10月、

毎年恒例の合唱祭。
入学してはじめての、コンテスト。


このクラスで優勝したい、
少しでも力になれたらって私は指揮者を受け入れた。
美穂は伴奏やることになって、
私達は一層、気合いが入っていた。


放課後、夕日が赤く染まっていくのを見ながら
美穂と二人で音楽室で練習。
せめて指揮と伴奏は完璧にしたい、


「美穂、もっかいやろ!なんかここがうまく合わないんだよね、。」

「よっしゃー、やりますか。

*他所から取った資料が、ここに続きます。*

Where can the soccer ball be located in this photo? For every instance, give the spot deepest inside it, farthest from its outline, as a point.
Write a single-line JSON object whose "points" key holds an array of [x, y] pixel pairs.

」


なんて言いながらあれでもない、これでもない、と悪戦苦闘。


ガチャ

!!!


急に静かだった廊下から重たいドアが開いた。
そこには溝口先生がこっちを見て立っていた。


「先生、どうしたんですか?」

「いや、なんかこんな時間まで電気ついてるなんて珍しくてな。」


そういうと先生は夕日を見つめながら話し出した。


「こうやってクラスのために一生懸命やってくれる奴がいるって、有り難いな。修次さんは誇りだろうな。」


修次さんとは私達の担任。
先生はなんだか切ない顔をしていた。

でもすぐに笑顔で
「美穂もひかるも無理しないで頑張れや。」
って言うと私達の頭をポンポンして出て行った。